Master 2018: Menu Makan Malam Champions Sergio Garcia yang penuh cita rasa internasional

Sergio Garcia menjadi tuan rumah Champions Dinner 2018 di Masters. Kita benar-benar hidup di masa yang luar biasa. Garcia, yang mengalahkan Justin Rose dalam playoff tahun lalu, menjadi petenis Spanyol ketiga yang memenangkan turnamen ini dan meraih gelar juara besar pertama dalam kariernya sedramatis mungkin.

Garcia mengungkapkan menu pada Selasa pagi untuk makan malam. Ini termasuk salad internasional “terinspirasi oleh bahan-bahan yang mewakili negara-negara juara Masters,” yang menurut Garcia akan mencakup bahan-bahan dari semua 10 negara yang telah menghasilkan pemenang Masters (sebenarnya ada 11 — Argentina, Australia, Kanada, Inggris, Fiji, Jerman , Skotlandia, Afrika Selatan, Spanyol, AS, dan Wales — jadi mungkin Garcia tidak menghitung Spanyol).

Lobster dan nasi Spanyol adalah acara utama dan kue tres leches istrinya Angela dan sepasang anggur dari 2014 dan 2016 mengakhiri malam (belum ada kabar apakah Phil Mickelson menyetujuinya).

Ini jauh dari saus kelenjar monyet yang disajikan Charl Schwartzel setelah dia menang pada tahun 2011 atau haggis Sandy Lyle yang pernah disajikan, dan terlihat jauh lebih lezat. Saya ingin makan es krim tres leches di atas kue tres leches sendiri.
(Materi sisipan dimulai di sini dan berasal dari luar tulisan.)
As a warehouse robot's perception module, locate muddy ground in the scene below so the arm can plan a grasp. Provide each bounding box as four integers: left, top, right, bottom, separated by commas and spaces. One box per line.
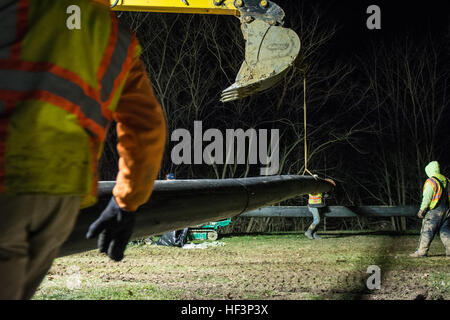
35, 232, 450, 300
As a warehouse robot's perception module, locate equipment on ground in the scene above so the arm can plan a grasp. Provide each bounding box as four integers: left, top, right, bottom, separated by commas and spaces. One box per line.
188, 218, 231, 241
111, 0, 300, 102
59, 175, 333, 256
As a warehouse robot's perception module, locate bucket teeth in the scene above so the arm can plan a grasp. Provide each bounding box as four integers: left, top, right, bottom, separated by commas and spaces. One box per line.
220, 19, 300, 102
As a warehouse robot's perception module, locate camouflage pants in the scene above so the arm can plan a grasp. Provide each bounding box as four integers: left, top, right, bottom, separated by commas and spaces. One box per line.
417, 209, 450, 256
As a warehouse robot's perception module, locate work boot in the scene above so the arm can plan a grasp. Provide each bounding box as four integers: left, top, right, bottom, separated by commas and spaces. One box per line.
305, 229, 314, 240
409, 251, 427, 258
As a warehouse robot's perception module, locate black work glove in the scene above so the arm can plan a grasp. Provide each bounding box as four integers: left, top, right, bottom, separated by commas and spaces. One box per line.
86, 197, 136, 261
417, 210, 427, 219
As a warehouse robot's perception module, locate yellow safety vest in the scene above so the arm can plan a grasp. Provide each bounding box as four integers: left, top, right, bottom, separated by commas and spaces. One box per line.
424, 177, 450, 210
0, 0, 140, 205
308, 193, 323, 206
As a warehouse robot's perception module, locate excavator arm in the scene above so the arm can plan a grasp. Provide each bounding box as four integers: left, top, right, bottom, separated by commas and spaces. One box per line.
111, 0, 300, 102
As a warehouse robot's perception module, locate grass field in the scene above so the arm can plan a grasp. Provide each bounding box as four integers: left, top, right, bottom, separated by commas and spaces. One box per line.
34, 232, 450, 300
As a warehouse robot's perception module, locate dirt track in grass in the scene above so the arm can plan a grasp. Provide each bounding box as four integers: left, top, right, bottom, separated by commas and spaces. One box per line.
35, 233, 450, 300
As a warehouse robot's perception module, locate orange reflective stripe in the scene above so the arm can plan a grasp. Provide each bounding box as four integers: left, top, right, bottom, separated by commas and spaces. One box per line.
430, 178, 442, 200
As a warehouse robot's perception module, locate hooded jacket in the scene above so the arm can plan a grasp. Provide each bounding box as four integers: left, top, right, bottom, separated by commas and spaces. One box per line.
420, 161, 447, 210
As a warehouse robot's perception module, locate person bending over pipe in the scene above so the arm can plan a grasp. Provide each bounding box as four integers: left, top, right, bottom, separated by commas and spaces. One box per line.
305, 175, 336, 240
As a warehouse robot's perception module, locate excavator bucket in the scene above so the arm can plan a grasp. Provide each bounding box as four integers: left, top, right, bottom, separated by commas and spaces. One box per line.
220, 19, 300, 102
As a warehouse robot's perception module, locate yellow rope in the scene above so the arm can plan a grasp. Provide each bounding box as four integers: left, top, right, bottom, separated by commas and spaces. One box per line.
303, 72, 317, 179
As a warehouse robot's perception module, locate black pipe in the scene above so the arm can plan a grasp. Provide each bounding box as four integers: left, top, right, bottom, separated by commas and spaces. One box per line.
60, 175, 333, 256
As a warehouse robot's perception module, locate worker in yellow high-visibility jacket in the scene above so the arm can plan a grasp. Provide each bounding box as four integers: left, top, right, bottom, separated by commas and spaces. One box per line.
0, 0, 166, 299
410, 161, 450, 258
305, 175, 336, 240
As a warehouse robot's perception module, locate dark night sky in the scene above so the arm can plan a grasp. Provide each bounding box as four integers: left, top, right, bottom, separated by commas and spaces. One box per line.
275, 0, 450, 55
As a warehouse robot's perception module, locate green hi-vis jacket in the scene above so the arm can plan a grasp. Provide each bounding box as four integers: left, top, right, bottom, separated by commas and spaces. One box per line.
420, 161, 450, 210
0, 0, 140, 205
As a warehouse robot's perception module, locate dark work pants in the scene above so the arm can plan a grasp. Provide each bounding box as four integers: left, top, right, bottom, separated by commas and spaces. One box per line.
417, 209, 450, 255
0, 195, 82, 300
308, 206, 322, 234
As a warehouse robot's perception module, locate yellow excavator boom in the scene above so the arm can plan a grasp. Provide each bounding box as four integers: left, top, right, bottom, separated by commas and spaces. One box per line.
111, 0, 300, 102
111, 0, 240, 16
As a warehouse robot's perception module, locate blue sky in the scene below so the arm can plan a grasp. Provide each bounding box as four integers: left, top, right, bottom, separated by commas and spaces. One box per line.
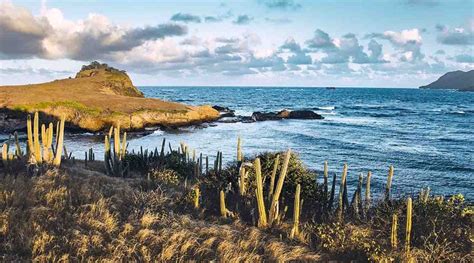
0, 0, 474, 87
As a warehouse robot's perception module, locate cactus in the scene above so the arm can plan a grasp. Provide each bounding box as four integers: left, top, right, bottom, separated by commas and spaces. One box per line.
219, 190, 227, 218
13, 132, 23, 158
53, 117, 65, 167
254, 158, 267, 227
268, 154, 280, 200
194, 186, 201, 209
104, 125, 129, 177
2, 143, 8, 171
365, 171, 372, 215
323, 161, 329, 210
337, 164, 347, 222
290, 184, 301, 238
405, 197, 413, 254
385, 165, 393, 202
328, 173, 337, 212
351, 174, 363, 218
268, 149, 291, 225
24, 112, 65, 167
237, 136, 242, 163
390, 214, 398, 249
239, 166, 246, 196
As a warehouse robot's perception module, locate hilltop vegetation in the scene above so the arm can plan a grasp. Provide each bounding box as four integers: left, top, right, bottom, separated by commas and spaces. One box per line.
0, 62, 219, 131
Adapun pidato seperti apa yang akan diberikan Garcia, dia mengatakan itu tidak akan terjadi.

“Saya tidak tahu apa yang ingin saya katakan; saya yakin saya akan mengetahuinya,” katanya kepada Augusta Chronicle. “Saya tidak akan menulis apa-apa. Saya hanya akan mengatakannya dari hati karena saya pikir begitulah saya. Saya sangat senang dengan menunya. Saya mengatakan kepada beberapa orang jangan khawatir, Anda akan menyukainya. Ini akan menjadi sebagian besar Spanyol, beberapa hidangan favorit saya.”

Garcia juga mendapatkan lokernya di Champions Locker Room pada hari Senin, dan dia membaginya dengan rekan senegaranya Jose Maria Olazabal, yang memenangkan turnamen ini pada tahun 1994 dan 1999. Itu cukup fenomenal bagi mereka berdua.

“Saya melihat loker lebih penuh dari sebelumnya,” kata Olazabal kepada Kronik. “Ini sedikit emosional dalam arti bahwa ini adalah sejarah Spanyol di sini. Dan untuk dapat berbagi loker dengan orang Spanyol lain di Ruang Ganti Champions, itu istimewa.”